Długo myślałam o napisaniu tego posta. Nie wiedziałam czy powinnam, może zostanie to źle odebrane, czy warto? Ale chyba warto, dla innych mam. Na kilka tygodni przed porodem zaczęłam zaglądać na grupy dla kobiet w ciąży i zorientowałam się, po poruszanych przez kobiety tematach i zadawanych pytaniach, że bardzo wiele z nich nie skorzystało z warsztatów oferowanych przez szkoły rodzenia. Wiem, że z różnych powodów nie mogły, albo nie były zainteresowane udziałem w takich zajęciach. A szkoda, bo na takich spotkaniach można dowiedzieć się wiele, chociażby o tak zwanym baby blues, który może dopaść świeżo upieczoną mamę na trzecią dobę po porodzie. W związku z tym postanowiłam, że opiszę swój przypadek, właśnie dla takich kobiet, żeby się nie przerażały i nie doszukiwały nie wiadomo jakich przyczyn złego nastroju. Może jakiejś dziewczynie tym postem pomogę. Ze szkoły rodzenia wiem, że ten stan lekkiej depresji, huśtawka nastrojów i niekiedy zły, obniżony nastrój spowodowany jest przez hormony, które powoli normują się. W tym trudnym czasie można przyjmować lek dostępny w aptece bez recepty, Neospasmina. Ma on działanie uspokakające i rozkurczowe, nie ma przeciwskazań do stosowania w trakcie karmienia piersią (źródło).

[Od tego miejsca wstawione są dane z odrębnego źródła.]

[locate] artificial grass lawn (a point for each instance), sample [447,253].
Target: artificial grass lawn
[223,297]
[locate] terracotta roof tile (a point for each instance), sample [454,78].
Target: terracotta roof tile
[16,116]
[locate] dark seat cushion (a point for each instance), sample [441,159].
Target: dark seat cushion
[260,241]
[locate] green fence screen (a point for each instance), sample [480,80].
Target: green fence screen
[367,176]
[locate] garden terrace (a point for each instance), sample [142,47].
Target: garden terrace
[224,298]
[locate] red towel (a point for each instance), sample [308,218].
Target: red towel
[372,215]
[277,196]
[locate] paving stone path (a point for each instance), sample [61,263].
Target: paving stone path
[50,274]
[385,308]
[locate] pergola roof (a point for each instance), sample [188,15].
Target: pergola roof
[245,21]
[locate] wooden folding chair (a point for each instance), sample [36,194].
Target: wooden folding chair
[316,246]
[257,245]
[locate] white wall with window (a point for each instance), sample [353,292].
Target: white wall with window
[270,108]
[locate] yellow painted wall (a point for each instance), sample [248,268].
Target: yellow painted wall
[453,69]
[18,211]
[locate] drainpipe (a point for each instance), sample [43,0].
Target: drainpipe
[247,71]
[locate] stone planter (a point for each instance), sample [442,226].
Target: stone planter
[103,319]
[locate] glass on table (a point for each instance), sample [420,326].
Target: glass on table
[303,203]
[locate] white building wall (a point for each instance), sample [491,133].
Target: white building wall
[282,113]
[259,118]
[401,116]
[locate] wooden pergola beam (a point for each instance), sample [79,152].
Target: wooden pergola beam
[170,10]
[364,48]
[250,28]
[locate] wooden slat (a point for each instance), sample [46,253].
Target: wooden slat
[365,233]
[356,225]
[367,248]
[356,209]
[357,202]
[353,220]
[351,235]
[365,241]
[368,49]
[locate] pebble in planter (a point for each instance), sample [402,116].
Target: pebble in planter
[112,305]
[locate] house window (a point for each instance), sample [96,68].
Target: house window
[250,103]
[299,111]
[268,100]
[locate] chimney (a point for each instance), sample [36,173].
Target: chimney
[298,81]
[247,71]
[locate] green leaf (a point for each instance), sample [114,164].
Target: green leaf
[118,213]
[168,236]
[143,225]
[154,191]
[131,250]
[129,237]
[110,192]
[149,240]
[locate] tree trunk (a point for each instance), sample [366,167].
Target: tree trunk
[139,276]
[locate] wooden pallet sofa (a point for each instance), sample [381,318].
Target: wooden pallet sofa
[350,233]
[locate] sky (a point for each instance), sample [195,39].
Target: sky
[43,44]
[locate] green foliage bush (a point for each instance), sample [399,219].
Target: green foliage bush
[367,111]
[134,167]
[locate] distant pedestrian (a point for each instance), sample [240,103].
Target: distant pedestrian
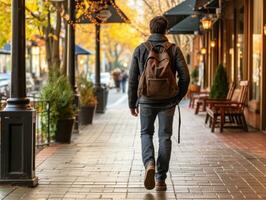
[153,86]
[123,80]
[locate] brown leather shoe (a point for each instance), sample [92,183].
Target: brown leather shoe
[149,181]
[161,186]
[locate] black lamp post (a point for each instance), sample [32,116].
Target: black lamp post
[109,13]
[71,55]
[18,118]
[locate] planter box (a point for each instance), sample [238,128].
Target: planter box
[86,114]
[64,130]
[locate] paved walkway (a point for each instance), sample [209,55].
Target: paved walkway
[103,162]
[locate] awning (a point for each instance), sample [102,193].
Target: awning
[187,26]
[81,51]
[117,16]
[180,12]
[6,49]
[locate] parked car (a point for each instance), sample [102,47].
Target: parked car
[105,77]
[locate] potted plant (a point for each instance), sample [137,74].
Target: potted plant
[88,100]
[219,86]
[60,95]
[194,87]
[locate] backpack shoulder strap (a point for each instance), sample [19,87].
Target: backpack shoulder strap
[148,45]
[167,45]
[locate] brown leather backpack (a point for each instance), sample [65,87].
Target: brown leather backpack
[158,80]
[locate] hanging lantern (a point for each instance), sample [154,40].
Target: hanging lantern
[203,51]
[206,23]
[213,43]
[103,15]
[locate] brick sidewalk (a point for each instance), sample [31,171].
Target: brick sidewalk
[103,162]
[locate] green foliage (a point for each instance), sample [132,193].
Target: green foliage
[59,93]
[86,91]
[195,75]
[219,87]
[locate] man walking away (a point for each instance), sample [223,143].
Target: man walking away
[153,87]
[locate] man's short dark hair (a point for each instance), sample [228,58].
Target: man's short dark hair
[158,25]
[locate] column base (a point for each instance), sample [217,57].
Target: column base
[20,182]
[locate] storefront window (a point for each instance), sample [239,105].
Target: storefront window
[257,48]
[228,41]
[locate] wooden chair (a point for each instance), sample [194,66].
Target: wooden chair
[204,101]
[232,110]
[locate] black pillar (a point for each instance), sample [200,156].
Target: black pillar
[98,56]
[18,118]
[101,91]
[71,44]
[71,56]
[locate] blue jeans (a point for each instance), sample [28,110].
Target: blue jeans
[147,119]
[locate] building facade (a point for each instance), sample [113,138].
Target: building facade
[238,40]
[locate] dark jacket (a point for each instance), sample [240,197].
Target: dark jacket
[137,67]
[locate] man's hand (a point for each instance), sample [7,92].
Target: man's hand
[134,111]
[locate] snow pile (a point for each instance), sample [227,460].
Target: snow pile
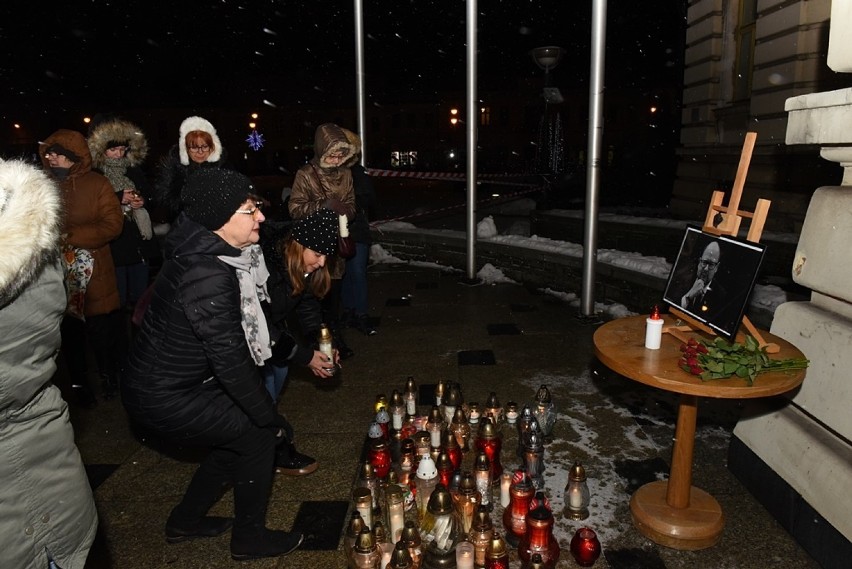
[489,274]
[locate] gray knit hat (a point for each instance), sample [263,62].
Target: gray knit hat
[212,195]
[318,231]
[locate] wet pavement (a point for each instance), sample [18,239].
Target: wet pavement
[502,338]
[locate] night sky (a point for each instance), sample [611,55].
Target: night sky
[99,54]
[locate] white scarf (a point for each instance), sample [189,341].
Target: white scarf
[252,275]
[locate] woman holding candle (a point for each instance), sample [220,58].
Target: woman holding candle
[192,376]
[326,182]
[298,280]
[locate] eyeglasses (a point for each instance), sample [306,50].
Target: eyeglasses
[254,212]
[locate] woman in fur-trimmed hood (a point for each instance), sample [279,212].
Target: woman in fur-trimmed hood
[118,150]
[46,497]
[326,182]
[112,132]
[198,147]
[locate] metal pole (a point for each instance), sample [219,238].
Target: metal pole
[596,99]
[359,78]
[471,122]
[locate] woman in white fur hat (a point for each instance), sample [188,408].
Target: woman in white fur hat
[198,147]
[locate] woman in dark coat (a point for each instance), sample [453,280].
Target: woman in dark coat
[192,376]
[298,279]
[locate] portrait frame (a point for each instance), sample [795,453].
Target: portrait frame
[726,298]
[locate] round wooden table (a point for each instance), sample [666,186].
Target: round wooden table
[674,513]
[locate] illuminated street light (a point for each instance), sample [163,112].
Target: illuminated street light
[547,58]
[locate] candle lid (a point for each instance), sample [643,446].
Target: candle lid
[426,470]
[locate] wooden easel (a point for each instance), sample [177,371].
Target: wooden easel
[726,220]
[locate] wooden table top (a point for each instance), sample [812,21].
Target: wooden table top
[620,345]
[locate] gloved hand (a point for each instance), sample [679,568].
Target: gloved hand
[339,207]
[281,350]
[282,428]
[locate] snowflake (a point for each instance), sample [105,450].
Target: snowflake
[255,140]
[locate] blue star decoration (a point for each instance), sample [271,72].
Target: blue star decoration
[255,140]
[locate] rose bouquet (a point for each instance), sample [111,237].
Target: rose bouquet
[720,359]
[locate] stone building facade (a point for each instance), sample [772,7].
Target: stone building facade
[743,60]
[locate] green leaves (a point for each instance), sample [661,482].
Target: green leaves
[720,359]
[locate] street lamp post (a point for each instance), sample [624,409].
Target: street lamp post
[549,154]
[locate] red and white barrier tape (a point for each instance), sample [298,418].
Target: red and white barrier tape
[502,197]
[447,176]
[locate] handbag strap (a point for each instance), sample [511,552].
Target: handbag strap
[317,176]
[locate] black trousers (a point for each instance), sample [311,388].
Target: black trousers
[247,462]
[107,337]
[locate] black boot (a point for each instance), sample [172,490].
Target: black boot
[109,385]
[291,462]
[85,396]
[264,543]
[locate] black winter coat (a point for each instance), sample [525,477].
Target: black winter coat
[190,375]
[170,179]
[283,305]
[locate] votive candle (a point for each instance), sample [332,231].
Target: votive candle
[464,555]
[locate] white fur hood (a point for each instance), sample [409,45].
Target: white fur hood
[30,225]
[198,123]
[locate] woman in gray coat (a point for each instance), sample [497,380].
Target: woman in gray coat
[46,505]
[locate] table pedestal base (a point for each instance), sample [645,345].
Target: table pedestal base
[697,526]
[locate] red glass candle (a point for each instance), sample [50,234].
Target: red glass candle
[515,515]
[380,457]
[445,469]
[490,442]
[585,547]
[539,537]
[496,553]
[383,419]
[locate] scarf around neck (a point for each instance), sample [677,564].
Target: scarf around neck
[252,275]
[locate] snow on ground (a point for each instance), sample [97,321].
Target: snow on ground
[767,297]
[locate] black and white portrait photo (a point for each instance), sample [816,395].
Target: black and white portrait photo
[712,279]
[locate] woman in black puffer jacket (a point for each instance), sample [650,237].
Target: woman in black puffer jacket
[192,376]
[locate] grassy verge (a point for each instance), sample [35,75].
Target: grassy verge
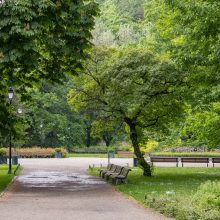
[6,178]
[182,193]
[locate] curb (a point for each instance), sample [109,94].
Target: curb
[9,185]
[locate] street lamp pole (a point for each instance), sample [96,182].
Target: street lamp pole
[10,96]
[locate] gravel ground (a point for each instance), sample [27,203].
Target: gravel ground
[60,189]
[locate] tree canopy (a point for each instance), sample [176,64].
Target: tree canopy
[41,40]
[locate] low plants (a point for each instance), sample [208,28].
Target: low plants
[180,193]
[186,154]
[35,152]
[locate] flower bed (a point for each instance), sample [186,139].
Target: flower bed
[35,152]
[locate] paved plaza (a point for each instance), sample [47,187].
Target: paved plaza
[61,189]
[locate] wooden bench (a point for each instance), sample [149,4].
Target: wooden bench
[122,153]
[164,160]
[104,171]
[195,160]
[215,160]
[111,169]
[116,173]
[121,177]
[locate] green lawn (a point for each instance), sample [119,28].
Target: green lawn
[90,155]
[87,155]
[171,191]
[5,178]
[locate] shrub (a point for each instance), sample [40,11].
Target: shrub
[203,205]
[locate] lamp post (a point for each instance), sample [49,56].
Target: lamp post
[10,97]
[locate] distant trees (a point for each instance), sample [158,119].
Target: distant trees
[133,86]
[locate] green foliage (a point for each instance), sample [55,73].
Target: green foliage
[203,205]
[203,126]
[181,193]
[186,154]
[50,121]
[119,22]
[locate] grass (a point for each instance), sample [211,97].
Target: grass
[5,178]
[166,186]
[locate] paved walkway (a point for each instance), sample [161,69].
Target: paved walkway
[60,189]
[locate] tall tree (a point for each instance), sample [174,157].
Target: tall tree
[133,86]
[43,39]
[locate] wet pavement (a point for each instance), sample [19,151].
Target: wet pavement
[60,189]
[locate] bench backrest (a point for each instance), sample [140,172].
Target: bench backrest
[216,160]
[164,159]
[109,166]
[125,171]
[113,168]
[195,159]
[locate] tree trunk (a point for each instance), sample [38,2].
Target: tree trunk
[134,139]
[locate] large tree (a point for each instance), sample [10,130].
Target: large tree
[43,39]
[133,86]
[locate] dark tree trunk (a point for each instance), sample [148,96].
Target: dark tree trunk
[88,136]
[107,137]
[134,139]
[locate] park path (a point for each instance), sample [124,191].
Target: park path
[60,189]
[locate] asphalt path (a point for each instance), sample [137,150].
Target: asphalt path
[61,189]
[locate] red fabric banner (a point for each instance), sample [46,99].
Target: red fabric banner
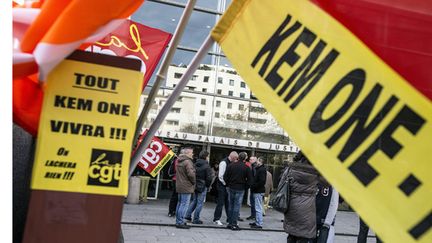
[155,157]
[134,40]
[397,31]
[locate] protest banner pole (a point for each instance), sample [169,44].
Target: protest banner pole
[170,102]
[161,75]
[56,215]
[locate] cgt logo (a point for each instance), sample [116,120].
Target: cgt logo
[105,168]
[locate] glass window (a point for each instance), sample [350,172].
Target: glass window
[182,58]
[171,122]
[210,4]
[175,110]
[197,29]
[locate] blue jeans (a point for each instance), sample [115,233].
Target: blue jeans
[252,202]
[235,198]
[182,206]
[222,200]
[196,205]
[258,208]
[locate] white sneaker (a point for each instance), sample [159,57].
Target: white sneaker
[218,222]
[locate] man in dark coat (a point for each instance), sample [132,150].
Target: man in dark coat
[222,198]
[258,189]
[300,219]
[185,185]
[238,178]
[204,177]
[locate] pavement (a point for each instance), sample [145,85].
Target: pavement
[149,222]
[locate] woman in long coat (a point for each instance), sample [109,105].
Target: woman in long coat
[300,219]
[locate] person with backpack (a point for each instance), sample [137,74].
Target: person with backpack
[258,190]
[300,218]
[204,177]
[222,198]
[327,202]
[185,185]
[174,197]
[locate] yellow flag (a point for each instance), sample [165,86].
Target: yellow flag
[87,125]
[360,123]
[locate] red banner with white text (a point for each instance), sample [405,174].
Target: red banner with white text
[155,157]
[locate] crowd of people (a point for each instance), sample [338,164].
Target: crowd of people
[313,202]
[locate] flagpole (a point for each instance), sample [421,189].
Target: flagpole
[170,101]
[161,75]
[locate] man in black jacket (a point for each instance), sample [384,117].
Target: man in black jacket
[204,177]
[238,178]
[258,189]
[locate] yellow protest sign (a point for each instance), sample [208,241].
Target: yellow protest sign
[362,125]
[87,125]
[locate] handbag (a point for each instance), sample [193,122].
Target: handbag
[281,199]
[325,234]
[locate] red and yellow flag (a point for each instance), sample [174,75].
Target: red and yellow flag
[350,82]
[48,31]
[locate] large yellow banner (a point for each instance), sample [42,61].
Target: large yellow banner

Martwiłam się swoim stanem tylko przez chwilę, bo cały czas wierzyłam, wiedziałam, że to uczucie minie i w końcu poczuję wielką radość zamiast zmęczenia, bólu i smutku. Okazuje się, że poród odsłania w nas nowe obszary, a z każdym kolejnym takim doświadczeniem przybywa nam dojrzałości. Tak też można przeżyć pojawienie się dziecka, naszego ukochanego potomka, kruszynki, bobaska i takie przeżywanie jest normalne. Nie zawsze od razu wpadniemy w haj, może on ogarniać nas stopniowo, aby w końcu zatopić w oceanie miłości.